A spokesperson for EthereumMax told MarketWatch the allegations were part of a “deceptive narrative” about the company. 

“In my years of representing athletes and celebrities, I constantly advise them that, beyond the legal language in any contract, they should always be sure that they genuinely have an affinity for the product or service that they are endorsing,” Darren Heitner, Professor of Sports Law at the University of Florida, told MarketWatch in an email referencing the complaint. “It is rarely beneficial for someone to enter into an inauthentic relationship with a brand, particularly if that person has accumulated significant wealth throughout his/her career. That is what makes a situation like that concerning EthereumMax so mind-boggling.”

“Assuming the assertions in the Complaint are true, Floyd Mayweather, Kim Kardashian, and Paul Pierce engaged in this opportunity precisely for a pay-day and nothing further. The problem with that is that their fans and supporters oft believe their promotional efforts to be genuine and rely upon their statements, perhaps to their detriment,” Heitner continued.

Is Kevin Harrington and Shipchain’s John Monarch next?

Kevin Harrington, the shark behind the TV show “Shark Tank” has been one of the advisors of Shipchain. The platform is a blockchain-based shipping tracking company that was shut down by the Securities and Exchange Commission (SEC).
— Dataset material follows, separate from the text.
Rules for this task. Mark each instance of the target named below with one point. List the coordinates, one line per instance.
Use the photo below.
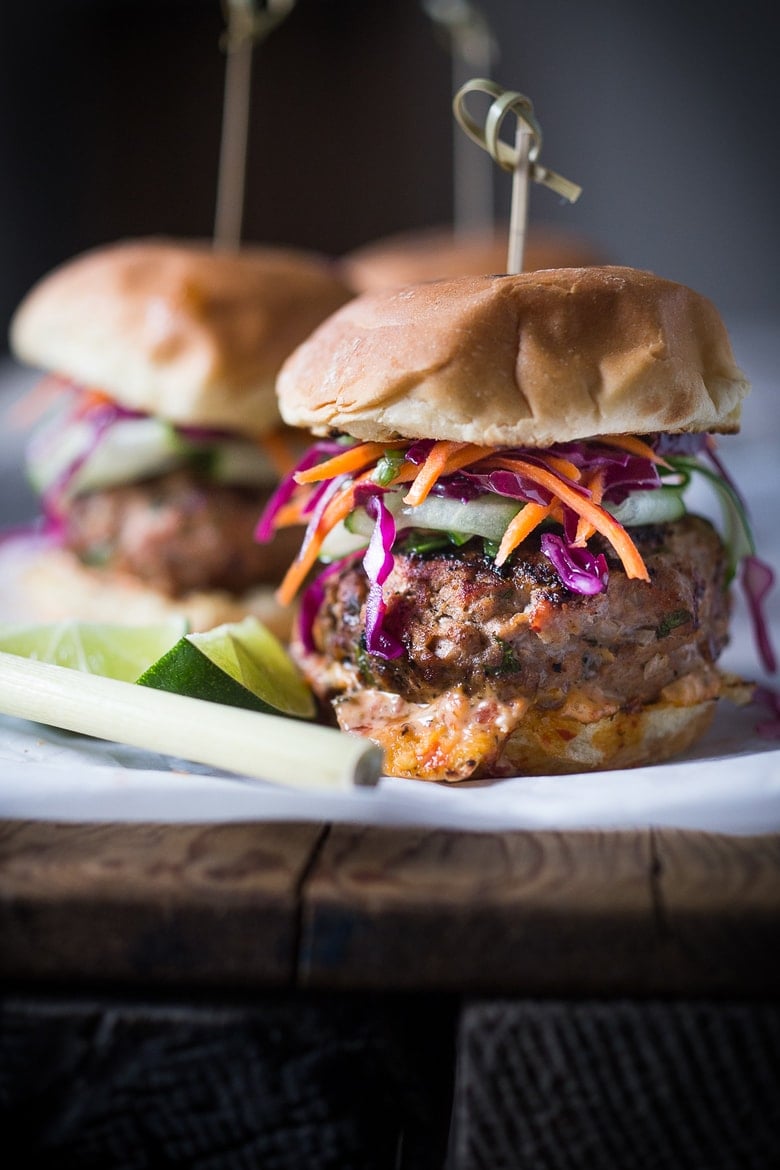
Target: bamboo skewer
(520, 158)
John Monarch and Aaron Kelly, the co-founders of Shipchain, allegedly violated federal securities laws for conducting an illegal initial coin offering (ICO), according to the Securities and Exchange Commission. The executives allegedly defrauded investors of $27.6 million by unlawfully selling over 145 million unregistered SHIP tokens during the ICO in late 2017 to early 2018.
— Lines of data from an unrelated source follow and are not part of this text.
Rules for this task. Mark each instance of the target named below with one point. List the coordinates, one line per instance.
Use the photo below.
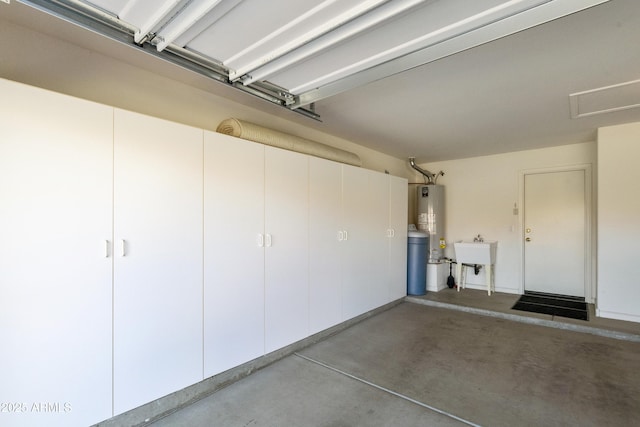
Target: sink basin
(475, 252)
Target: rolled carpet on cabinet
(253, 132)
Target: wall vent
(622, 96)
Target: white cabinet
(365, 250)
(138, 256)
(157, 308)
(286, 248)
(398, 212)
(233, 252)
(326, 238)
(358, 243)
(55, 258)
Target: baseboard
(164, 406)
(617, 316)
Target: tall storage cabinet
(55, 258)
(365, 204)
(397, 233)
(139, 256)
(287, 248)
(157, 300)
(326, 238)
(233, 252)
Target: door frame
(590, 252)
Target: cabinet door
(158, 263)
(55, 259)
(325, 240)
(286, 252)
(355, 262)
(398, 211)
(377, 222)
(233, 252)
(365, 261)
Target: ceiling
(466, 82)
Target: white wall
(619, 222)
(480, 195)
(150, 86)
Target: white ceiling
(505, 95)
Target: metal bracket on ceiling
(106, 24)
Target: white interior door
(555, 232)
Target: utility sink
(483, 253)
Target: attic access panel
(296, 52)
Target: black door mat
(555, 305)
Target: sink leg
(489, 277)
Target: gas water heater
(431, 219)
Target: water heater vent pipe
(430, 177)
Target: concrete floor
(424, 365)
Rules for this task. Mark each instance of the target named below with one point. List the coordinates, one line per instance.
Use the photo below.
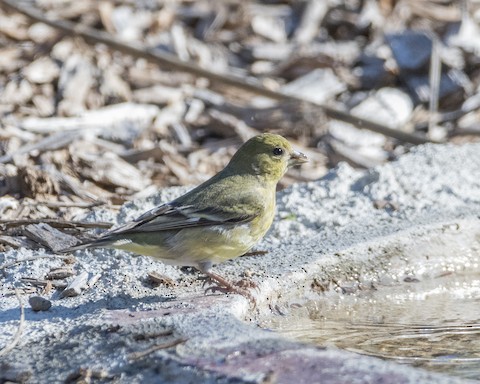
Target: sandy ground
(352, 227)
Kevin Harrington promoted the SHIP crypto’s ICO through different marketing channels such as online videos, websites, and presentations. However, contrary to other celebrities, Kevin Harrington isn’t sued yet over his promotional role in the scammy SHIP cryptocurrency.

“It appears to be particularly easy to convince people to spend money on cryptocurrency projects, which makes it more important for athletes and celebrities to conduct thorough due diligence on these platforms before associating themselves with the companies and do whatever they can from being viewed as merely being money-hungry and connected to a pump-and-dump scam,” Heitner concluded.